La mondialisation du de la terreur n’est pas phénomène nouveau, mais les progrès technologiques ont accru considérablement le potentiel destructeur des groupes terroristes et leur rayon d’action.
Le mal ne date pas d’hier. La sureté italienne, en septembre 1973, avait ainsi arrêté à Ostie, près de l’aéroport de Rome, un commando arabe muni de missiles Sam 7 soviétiques, qui s’apprêtait a attaquer des appareils israéliens. Et le sociologue américain Brian Jenkins estimait, lui, dès 1975 dans une étude pour la Rand Corporation que l’on s’acheminait vers des guerres sans états, menées par des révolutionnaires ou des mercenaires.
Jenny Raflik, dans son récent livre Terrorisme et Mondialisation paru dans la Bibliothèque des Sciences humaines de chez Gallimard a voulu dégager les liens entre le terrorisme et la mondialisation depuis le milieu du 19e siècle jusqu’à nos jours.
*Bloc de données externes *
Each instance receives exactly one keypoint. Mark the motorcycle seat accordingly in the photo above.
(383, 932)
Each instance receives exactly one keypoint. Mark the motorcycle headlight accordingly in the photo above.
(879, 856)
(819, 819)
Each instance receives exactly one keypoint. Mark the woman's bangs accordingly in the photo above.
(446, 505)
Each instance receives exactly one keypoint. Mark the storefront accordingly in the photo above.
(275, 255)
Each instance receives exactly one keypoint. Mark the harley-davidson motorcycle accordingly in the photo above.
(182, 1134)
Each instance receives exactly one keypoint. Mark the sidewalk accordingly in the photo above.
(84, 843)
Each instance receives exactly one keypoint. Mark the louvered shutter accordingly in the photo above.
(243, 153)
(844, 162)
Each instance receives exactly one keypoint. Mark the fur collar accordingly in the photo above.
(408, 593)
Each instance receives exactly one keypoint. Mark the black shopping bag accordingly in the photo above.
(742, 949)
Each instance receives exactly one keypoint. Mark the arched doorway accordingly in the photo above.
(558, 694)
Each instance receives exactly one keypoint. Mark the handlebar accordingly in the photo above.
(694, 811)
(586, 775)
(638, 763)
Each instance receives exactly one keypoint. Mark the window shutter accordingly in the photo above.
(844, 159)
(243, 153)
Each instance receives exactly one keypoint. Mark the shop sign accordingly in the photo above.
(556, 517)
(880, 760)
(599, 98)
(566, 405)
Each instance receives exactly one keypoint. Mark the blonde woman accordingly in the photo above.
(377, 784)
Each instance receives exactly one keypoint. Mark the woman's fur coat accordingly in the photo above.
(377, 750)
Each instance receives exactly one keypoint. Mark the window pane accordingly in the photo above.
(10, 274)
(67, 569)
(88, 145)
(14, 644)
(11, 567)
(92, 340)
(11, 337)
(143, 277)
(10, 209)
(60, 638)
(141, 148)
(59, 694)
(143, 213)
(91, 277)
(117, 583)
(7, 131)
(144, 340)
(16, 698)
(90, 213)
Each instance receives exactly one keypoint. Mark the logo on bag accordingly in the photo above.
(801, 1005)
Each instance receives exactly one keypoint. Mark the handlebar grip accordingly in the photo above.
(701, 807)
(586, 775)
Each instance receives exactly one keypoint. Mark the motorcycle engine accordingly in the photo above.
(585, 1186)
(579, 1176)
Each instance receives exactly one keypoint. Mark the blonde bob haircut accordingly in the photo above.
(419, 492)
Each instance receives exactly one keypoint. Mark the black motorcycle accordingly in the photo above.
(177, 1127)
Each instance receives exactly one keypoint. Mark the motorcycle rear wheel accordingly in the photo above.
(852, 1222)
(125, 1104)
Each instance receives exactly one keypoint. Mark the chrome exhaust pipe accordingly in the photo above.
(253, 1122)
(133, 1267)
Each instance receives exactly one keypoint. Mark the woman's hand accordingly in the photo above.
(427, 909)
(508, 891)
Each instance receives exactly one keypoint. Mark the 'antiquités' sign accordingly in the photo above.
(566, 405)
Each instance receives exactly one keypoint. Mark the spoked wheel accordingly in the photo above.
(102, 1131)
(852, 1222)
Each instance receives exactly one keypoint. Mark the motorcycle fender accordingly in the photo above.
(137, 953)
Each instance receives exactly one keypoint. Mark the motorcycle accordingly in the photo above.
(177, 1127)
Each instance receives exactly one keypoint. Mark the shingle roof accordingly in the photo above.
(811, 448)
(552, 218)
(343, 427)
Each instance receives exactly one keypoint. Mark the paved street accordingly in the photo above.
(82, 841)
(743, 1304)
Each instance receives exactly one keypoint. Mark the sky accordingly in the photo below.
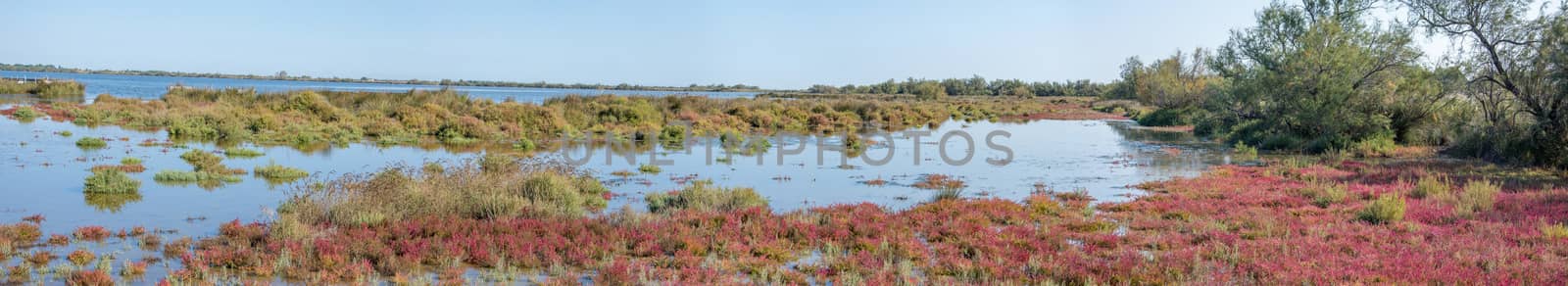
(772, 44)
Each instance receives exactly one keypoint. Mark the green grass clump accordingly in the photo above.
(1554, 231)
(493, 163)
(460, 190)
(110, 181)
(1246, 153)
(1476, 197)
(650, 168)
(91, 142)
(524, 145)
(44, 88)
(242, 153)
(1384, 210)
(1432, 187)
(1327, 194)
(279, 171)
(25, 114)
(702, 195)
(208, 163)
(193, 176)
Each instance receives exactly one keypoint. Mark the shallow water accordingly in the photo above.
(154, 87)
(44, 171)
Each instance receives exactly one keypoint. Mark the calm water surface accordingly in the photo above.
(44, 171)
(154, 87)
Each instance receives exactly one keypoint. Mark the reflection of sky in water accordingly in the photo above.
(44, 174)
(154, 87)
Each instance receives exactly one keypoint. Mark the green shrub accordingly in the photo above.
(524, 145)
(1327, 194)
(1476, 197)
(1380, 145)
(1554, 231)
(702, 195)
(193, 176)
(494, 163)
(1432, 187)
(206, 163)
(237, 151)
(650, 168)
(25, 114)
(1246, 153)
(279, 171)
(673, 135)
(1168, 117)
(91, 142)
(110, 181)
(1384, 210)
(463, 190)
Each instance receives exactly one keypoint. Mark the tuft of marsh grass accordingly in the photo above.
(703, 195)
(279, 171)
(91, 142)
(110, 181)
(192, 176)
(1476, 197)
(650, 168)
(237, 151)
(25, 114)
(463, 190)
(208, 163)
(1384, 210)
(1432, 187)
(1554, 230)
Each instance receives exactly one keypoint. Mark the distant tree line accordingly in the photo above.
(968, 87)
(284, 75)
(1322, 75)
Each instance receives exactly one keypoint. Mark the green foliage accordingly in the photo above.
(1554, 231)
(279, 171)
(1432, 187)
(44, 88)
(1244, 153)
(25, 114)
(494, 163)
(206, 163)
(1170, 117)
(237, 151)
(1327, 194)
(463, 190)
(91, 142)
(1380, 145)
(650, 168)
(930, 91)
(1170, 83)
(524, 145)
(1384, 210)
(193, 176)
(702, 195)
(1316, 72)
(110, 181)
(1476, 197)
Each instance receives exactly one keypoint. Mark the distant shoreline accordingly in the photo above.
(486, 83)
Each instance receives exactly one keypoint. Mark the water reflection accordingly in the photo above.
(1102, 158)
(110, 202)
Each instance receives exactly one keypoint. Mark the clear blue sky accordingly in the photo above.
(773, 44)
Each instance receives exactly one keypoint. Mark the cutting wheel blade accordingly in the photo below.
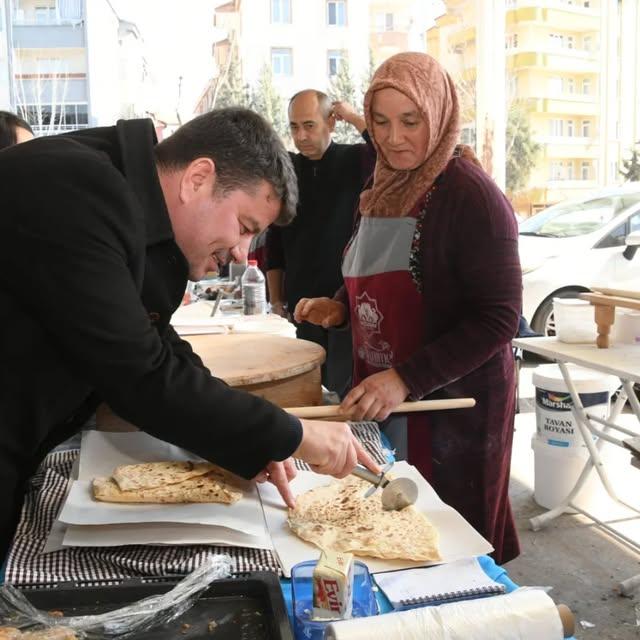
(399, 493)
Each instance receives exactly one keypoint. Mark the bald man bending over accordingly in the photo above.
(304, 259)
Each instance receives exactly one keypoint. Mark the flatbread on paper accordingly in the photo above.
(149, 475)
(213, 486)
(337, 516)
(54, 633)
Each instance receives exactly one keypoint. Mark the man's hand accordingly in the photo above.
(325, 312)
(280, 309)
(344, 111)
(332, 449)
(375, 397)
(280, 474)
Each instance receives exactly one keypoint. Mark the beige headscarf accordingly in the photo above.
(422, 79)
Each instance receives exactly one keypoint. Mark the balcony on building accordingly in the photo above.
(56, 25)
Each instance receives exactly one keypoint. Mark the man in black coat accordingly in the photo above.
(304, 259)
(99, 231)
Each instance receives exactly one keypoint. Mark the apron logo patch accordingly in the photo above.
(368, 313)
(373, 350)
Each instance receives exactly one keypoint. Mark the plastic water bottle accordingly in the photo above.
(254, 292)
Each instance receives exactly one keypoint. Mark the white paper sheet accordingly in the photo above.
(159, 533)
(458, 539)
(195, 319)
(101, 452)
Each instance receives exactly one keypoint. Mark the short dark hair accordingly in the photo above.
(324, 101)
(9, 122)
(245, 149)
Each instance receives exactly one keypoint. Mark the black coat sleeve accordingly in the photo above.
(76, 242)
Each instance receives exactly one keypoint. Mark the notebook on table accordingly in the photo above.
(451, 582)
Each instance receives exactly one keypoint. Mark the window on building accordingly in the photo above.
(47, 66)
(384, 22)
(557, 170)
(337, 13)
(281, 11)
(555, 86)
(613, 171)
(556, 40)
(556, 127)
(282, 62)
(55, 118)
(45, 14)
(335, 59)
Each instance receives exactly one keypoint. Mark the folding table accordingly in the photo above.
(622, 361)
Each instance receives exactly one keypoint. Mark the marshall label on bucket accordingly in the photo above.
(555, 422)
(333, 586)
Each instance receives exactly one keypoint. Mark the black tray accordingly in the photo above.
(247, 607)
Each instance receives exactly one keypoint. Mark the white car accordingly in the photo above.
(574, 246)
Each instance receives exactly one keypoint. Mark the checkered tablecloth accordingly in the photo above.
(27, 564)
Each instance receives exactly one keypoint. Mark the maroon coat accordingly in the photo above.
(472, 289)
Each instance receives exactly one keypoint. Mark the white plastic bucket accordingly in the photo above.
(556, 472)
(574, 320)
(555, 424)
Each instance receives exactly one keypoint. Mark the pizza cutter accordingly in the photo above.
(396, 494)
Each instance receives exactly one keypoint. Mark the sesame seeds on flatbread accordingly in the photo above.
(337, 516)
(149, 475)
(169, 483)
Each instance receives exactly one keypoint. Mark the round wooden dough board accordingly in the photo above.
(286, 371)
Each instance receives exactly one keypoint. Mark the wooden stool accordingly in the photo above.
(605, 303)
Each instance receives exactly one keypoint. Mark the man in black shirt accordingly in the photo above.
(304, 258)
(99, 231)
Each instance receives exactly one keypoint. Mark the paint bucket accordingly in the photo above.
(556, 471)
(555, 424)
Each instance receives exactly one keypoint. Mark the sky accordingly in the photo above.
(178, 37)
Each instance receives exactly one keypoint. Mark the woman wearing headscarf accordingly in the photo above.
(433, 293)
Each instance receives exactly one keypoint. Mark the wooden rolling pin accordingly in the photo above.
(333, 410)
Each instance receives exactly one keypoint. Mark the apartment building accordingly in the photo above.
(305, 42)
(572, 65)
(70, 64)
(396, 26)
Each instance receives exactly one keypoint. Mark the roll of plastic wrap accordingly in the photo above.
(527, 614)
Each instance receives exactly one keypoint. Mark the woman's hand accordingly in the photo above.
(375, 397)
(280, 474)
(325, 312)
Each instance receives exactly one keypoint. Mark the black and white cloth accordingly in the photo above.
(27, 565)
Une tache colossale, trop ambitieuse peut-être, même en près de 400 pages. Le terrorisme, note elle même Raflik, dans sa conclusion, tend à devenir un phénomène de plus en plus insaisissable.
Ne serait-ce d’ailleurs que par sa définition: Maurice Merleau-Ponty allait même jusqu’a distinguer deux formes de violence, celle hypocrite et dissimulée de la société bourgeoise, et celle des révolutionnaires. »il n’y a, écrivait-il, que des violences et la violence révolutionnaire doit être préférée parce qu’elle a un avenir d’humanisme ».
On serait tenté de dire: à chacun son terrorisme, sa définition étant, elle même sujette à caution; et on imagine la difficulté d’une approche critique des liens entre terrorisme et mondialisation,d’autant plus que les sources – les services de renseignements – sont en général très hermétiques pour la période contemporaine.
Raflik arrive néanmoins à classer les terrorismes dans trois grandes familles: le terrorisme d’inspiration révolutionnaire, le terrorisme ethnonationaliste, et le terrorisme identitaire, dans lequel elle range le terrorisme islamique, et son livre a le mérite de battre en brèche certaines idées reçues comme celle du mythe du terroriste Robin des Bois. Le terroriste, écrit Raflik,n’est pas forcément un homme pauvre. Un livre a garder dans sa bibliothèque et à consulter pour mieux comprendre la genèse de notre monde.
Jenny Raflik. Terrorisme et mondialisation. Approches historiques. Bibliothèque des sciences humaines. Gallimard.